ESO DEPENDE .. del tipo de cable .. pues existen cables blindados muy resistentes al ruido por sus terminales "jacks" y a lo largo del cable .. 

De lo qe tengo presente en "lineas de transmision" al aumentar el largo aumenta logicamente la Resistencia entre otros factores .. por lo tanto .. lo recomendable si se necesita un cable largo .. es analizar la calidad del mismo .. !!

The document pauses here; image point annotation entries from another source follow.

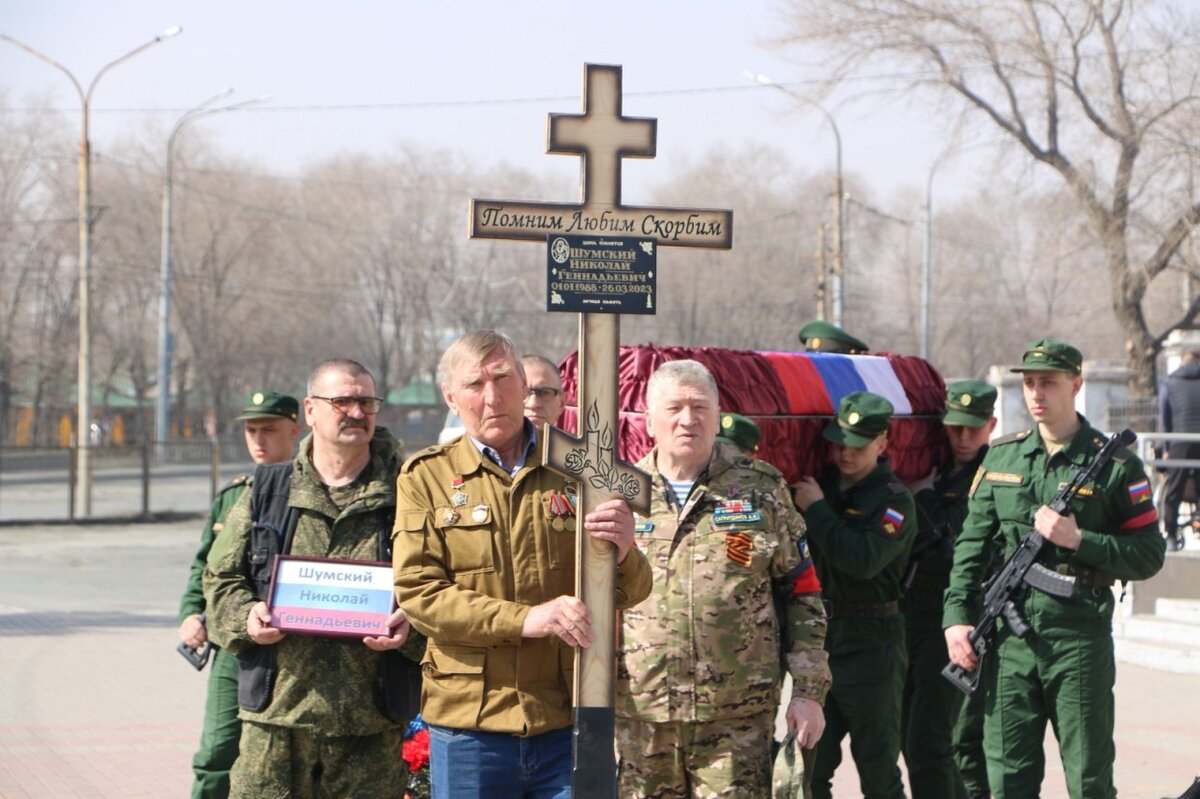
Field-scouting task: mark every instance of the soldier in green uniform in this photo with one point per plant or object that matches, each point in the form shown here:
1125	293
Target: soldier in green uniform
271	432
699	671
1063	670
862	523
319	727
931	706
741	432
822	336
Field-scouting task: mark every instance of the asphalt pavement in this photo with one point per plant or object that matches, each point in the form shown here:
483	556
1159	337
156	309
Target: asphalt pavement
95	702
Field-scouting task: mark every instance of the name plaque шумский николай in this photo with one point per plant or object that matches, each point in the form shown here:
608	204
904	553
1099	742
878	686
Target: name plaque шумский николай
588	274
331	598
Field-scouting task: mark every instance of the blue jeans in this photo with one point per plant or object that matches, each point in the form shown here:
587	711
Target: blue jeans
471	764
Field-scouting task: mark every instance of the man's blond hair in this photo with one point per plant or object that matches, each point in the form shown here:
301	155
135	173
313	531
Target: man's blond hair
471	349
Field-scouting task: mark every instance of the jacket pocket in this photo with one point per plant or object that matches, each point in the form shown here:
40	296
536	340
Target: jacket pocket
408	540
454	685
468	544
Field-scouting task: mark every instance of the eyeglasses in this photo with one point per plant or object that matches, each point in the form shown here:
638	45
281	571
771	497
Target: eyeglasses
544	392
370	406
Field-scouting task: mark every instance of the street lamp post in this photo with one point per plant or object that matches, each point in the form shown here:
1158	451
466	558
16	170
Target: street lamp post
83	424
839	198
162	403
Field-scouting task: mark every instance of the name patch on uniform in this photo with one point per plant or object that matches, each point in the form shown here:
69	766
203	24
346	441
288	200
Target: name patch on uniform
736	511
738	546
891	522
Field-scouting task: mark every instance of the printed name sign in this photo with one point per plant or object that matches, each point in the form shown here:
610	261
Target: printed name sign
600	275
331	598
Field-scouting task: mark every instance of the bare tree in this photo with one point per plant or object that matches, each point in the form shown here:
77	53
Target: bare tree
1101	91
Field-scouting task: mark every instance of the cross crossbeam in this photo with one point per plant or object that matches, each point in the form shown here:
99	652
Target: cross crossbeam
603	136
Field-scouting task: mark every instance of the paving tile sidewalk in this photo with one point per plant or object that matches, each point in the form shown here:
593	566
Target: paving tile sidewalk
96	703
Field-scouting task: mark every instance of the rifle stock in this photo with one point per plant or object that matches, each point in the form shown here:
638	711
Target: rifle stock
1021	569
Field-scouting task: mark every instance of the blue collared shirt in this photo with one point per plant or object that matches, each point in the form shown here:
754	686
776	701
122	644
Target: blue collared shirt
531	433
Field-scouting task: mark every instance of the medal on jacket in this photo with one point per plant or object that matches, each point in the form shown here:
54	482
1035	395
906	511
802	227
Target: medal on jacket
457	497
736	511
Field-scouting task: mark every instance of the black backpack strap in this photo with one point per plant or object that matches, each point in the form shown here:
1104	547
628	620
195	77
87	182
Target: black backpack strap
273	526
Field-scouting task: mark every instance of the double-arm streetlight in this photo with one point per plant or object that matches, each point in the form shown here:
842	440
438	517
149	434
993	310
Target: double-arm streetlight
83	426
839	197
162	404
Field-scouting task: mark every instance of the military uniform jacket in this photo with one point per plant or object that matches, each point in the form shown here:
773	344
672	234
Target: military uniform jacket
1115	515
943	504
192	602
707	642
861	542
474	550
323	684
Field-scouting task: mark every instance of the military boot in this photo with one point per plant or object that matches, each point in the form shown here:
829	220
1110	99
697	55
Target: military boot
1191	793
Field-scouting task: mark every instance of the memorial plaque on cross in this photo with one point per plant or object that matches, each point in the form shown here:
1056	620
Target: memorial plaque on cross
601	136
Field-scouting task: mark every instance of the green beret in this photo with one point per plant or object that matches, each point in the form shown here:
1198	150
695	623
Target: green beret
821	336
969	403
270	404
1050	355
862	418
741	431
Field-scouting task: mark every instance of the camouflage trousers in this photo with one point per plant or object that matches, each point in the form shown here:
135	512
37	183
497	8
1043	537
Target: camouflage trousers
297	763
730	757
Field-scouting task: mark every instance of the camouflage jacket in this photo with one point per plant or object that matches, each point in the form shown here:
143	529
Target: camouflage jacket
323	683
862	536
474	548
707	643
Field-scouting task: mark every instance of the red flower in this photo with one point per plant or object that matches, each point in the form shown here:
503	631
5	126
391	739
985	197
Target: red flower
417	750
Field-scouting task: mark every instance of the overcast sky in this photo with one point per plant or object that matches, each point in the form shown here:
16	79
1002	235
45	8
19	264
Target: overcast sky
475	77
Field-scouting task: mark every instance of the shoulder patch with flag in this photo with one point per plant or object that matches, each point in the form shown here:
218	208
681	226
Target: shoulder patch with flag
1139	491
1141	511
892	521
738	546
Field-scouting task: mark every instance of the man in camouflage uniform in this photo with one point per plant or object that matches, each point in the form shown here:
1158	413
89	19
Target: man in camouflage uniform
1063	670
933	708
862	523
323	731
485	566
699	671
271	432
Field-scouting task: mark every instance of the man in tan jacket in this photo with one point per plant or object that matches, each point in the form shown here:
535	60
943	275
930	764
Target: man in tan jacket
484	554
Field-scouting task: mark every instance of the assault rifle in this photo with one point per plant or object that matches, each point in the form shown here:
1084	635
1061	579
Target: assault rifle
1020	570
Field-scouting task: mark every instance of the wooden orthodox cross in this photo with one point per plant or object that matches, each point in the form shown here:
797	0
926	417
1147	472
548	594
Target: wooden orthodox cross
601	136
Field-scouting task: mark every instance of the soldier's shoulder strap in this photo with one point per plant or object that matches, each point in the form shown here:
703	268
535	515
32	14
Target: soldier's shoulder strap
420	455
1012	438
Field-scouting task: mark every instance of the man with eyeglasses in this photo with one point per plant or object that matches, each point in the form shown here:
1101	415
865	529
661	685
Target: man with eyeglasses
317	727
485	565
544	401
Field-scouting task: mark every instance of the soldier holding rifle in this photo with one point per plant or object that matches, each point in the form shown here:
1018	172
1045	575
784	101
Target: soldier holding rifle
1062	668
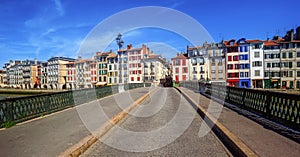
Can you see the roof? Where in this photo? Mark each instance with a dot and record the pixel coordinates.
(270, 43)
(84, 60)
(254, 41)
(154, 56)
(227, 43)
(62, 58)
(293, 41)
(103, 53)
(112, 55)
(180, 56)
(195, 47)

Ojala ayude de algo .. voy a leer un poco de esto tambien .. !!


----------



## Dano (May 8, 2007)

Como aficionado de pedales de guitarra eléctrica te puedo decir que el sonido baja bastante por metro igualmente eso se soluciona con un pequeño booster para subir un poco la señal otra vez, pero el problema mayor es la calidad del cable como te a dicho irish.
El problema básicamente es el mayado del cable porque cuando tenes un toque en vivo hay muchos transformadores y amplificador en el escenario y a veces empiezan a inducir ruido sobre los amplificador y eso no es muy lindo que digamos  

Saludos


----------



## polochemape (Nov 5, 2008)

Te recomiendo que hagas tu propio cable......lo ideal es que sea con estas caracteristicas en un extremo se unen la malla y la tierra...en el otro solose conecta la tierra asi el cable queda protegido y a su vez en fase...el positivo siempre será positivo


----------



## ZeK005 (Feb 5, 2009)

irish024 dijo:
			
		

> Gabf dijo:
> 
> 
> 
> ...



Si vas a dar un consejo, no opines sin saber lo que hablas. Quedas como un ignorante delane de todos. Si realmente viste Lineas de transmision, te daras cuenta que la resistencia no tiene absolutamente nada que ver. Lo unico que esta en juego es la impedancia caracteristica por donde la onda se mueve. En el caso de un cable de guitarra mallado se estaria hablando de una pseudo guia de onda cilindrica, con lo cual la impedancia caracteristica va a ser la misma independientemente del largo del cable. De todas maneras hay un tamaño preciso que es en el cual se va a minimizar el rebote de onda y las ondas estacionarias casi no existiran, con lo cual bajaras el nivel de ruido casi a cero. No se precisamente cual es el largo por que no se que rango de frecuencias usa la guitarra, pero ahora mismo averiguo y te aviso 

Es importante que sea mallado por todo el ruido ambiente que le puedas meter. SALUDOS


----------